Alors que le fracas des armes semble s’atténuer au Moyen-Orient (et que les tueries se perpétuent à Gaza à l’encontre de la population palestinienne dans une relative indifférence médiatique et diplomatique), le déroulement de la dite « guerre des 12 jours » fournit de multiples pistes de réflexion concernant l’évolution des rapports de force entre protagonistes de la scène internationale en ce début d’été 2025 mais surtout pour la décennie à venir. Sans viser à l’exhaustivité en la matière, quelques points méritent attention pour mieux appréhender les confrontations armées qui se profilent dans « l’arène internationale » ces prochaines années. Horizon 2035 se propose d’insister par une série de courts articles sur plusieurs d’entre eux.
L’incontestable victoire de l’Air Power israélien et ses limites politiques
Les opérations israélienne (Rising Lion) et américaine (Midnight Hammer) ont confirmé, si besoin en était, l’atout stratégique majeur que constitue l’obtention de la suprématie dans le domaine aérien, objectif prioritaire pour prétendre gérer dans les meilleures conditions toute crise politico-militaire et peser réellement dans le monde actuel et à venir.

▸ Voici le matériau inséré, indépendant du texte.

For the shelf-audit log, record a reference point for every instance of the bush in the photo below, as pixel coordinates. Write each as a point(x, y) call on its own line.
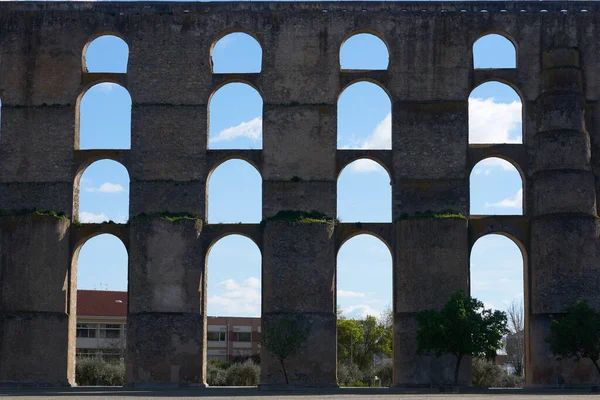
point(488, 374)
point(97, 372)
point(384, 372)
point(246, 374)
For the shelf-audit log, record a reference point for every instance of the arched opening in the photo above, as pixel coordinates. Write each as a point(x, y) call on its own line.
point(234, 193)
point(494, 51)
point(100, 265)
point(233, 267)
point(495, 114)
point(104, 118)
point(364, 118)
point(235, 118)
point(364, 51)
point(364, 193)
point(236, 52)
point(101, 193)
point(365, 318)
point(107, 53)
point(497, 279)
point(496, 188)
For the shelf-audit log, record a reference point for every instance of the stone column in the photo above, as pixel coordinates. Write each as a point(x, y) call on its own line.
point(37, 308)
point(565, 232)
point(431, 251)
point(166, 323)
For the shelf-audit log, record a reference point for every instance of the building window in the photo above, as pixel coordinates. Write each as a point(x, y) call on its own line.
point(110, 331)
point(86, 330)
point(242, 336)
point(216, 336)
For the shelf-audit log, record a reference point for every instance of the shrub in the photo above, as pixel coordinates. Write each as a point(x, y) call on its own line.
point(97, 372)
point(246, 374)
point(384, 371)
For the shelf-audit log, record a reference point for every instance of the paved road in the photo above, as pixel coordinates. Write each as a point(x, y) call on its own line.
point(253, 394)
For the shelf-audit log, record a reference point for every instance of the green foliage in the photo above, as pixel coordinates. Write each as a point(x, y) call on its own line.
point(243, 374)
point(33, 211)
point(488, 374)
point(301, 217)
point(169, 216)
point(98, 372)
point(577, 334)
point(434, 215)
point(284, 339)
point(462, 328)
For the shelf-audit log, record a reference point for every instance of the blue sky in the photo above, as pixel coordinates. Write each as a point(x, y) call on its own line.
point(234, 263)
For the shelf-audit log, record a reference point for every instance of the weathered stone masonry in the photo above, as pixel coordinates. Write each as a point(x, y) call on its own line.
point(169, 77)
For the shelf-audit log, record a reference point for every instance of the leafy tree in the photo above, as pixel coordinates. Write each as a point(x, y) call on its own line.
point(463, 328)
point(284, 340)
point(577, 334)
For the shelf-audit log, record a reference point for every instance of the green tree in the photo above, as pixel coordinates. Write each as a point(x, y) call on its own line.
point(284, 339)
point(462, 328)
point(577, 334)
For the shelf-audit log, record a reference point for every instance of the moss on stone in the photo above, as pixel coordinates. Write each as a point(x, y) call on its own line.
point(448, 214)
point(33, 211)
point(301, 217)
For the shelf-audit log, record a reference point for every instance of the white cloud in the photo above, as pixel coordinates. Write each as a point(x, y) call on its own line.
point(491, 122)
point(251, 129)
point(348, 293)
point(361, 311)
point(515, 201)
point(91, 218)
point(239, 299)
point(107, 187)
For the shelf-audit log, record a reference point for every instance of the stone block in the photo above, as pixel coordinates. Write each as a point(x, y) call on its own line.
point(314, 365)
point(431, 262)
point(564, 262)
point(577, 192)
point(166, 271)
point(299, 142)
point(303, 196)
point(412, 370)
point(167, 196)
point(166, 348)
point(299, 262)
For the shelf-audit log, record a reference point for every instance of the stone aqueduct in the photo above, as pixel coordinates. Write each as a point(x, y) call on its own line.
point(169, 77)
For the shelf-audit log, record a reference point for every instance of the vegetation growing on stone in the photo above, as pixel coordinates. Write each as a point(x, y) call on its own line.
point(448, 214)
point(169, 216)
point(302, 217)
point(33, 211)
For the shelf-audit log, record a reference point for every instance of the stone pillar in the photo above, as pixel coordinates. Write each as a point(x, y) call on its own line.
point(565, 232)
point(431, 253)
point(37, 319)
point(166, 323)
point(299, 283)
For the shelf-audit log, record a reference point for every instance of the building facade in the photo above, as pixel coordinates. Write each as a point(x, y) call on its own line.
point(102, 329)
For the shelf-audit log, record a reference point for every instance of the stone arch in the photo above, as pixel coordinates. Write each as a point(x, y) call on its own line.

L’affirmation paraît évidente mais avait sensiblement été minorée par le déroulement des opérations en Ukraine depuis février 2022. Sur ce théâtre, ni la Russie ni l’Ukraine ne sont parvenues en trois ans de guerre à acquérir un avantage décisif malgré des campagnes aériennes intensives. Aucun des belligérants ne peut revendiquer la maîtrise de l’Air Power et les composantes pilotées ne constituent plus que des éléments parmi d’autres des opérations ces derniers mois, la priorité des deux Etats-majors allant à l’emploi intensif de missiles et surtout de drones, de tous types. Ceux-ci constituent désormais la principale cause de léthalité, tant sur le front que sur les arrières dans les deux camps. Mais l’usage soutenu de tels engins n’a pas fourni – à ce stade – de réels avantages stratégiques durables à un camp au détriment de l’autre mais seulement quelques succès tactiques ponctuels, parfois très spectaculaires (Cf. l’opération ukrainienne SpiderWeb le 1er juin dernier). Les F 16, présentés comme des « game changers » cruciaux voici encore quelques mois par de nombreux commentateurs, ont beau avoir été livrés à Kiev, des pilotes ukrainiens formés et les appareils engagés au combat, ces nouveaux matériels n’ont quasiment rien changé quant au rapport de force sur le terrain. Lequel, jour après jour, mètre après mètre, semble inexorablement pencher en faveur de Moscou. On n’aura pas la cruauté d’évoquer l’impact sur le conflit de la poignée de Mirage 2000-5 français livrés aux Ukrainiens, eux aussi disparus du 1er plan médiatique et relégués au fin fond de l’ordre de bataille ukrainien…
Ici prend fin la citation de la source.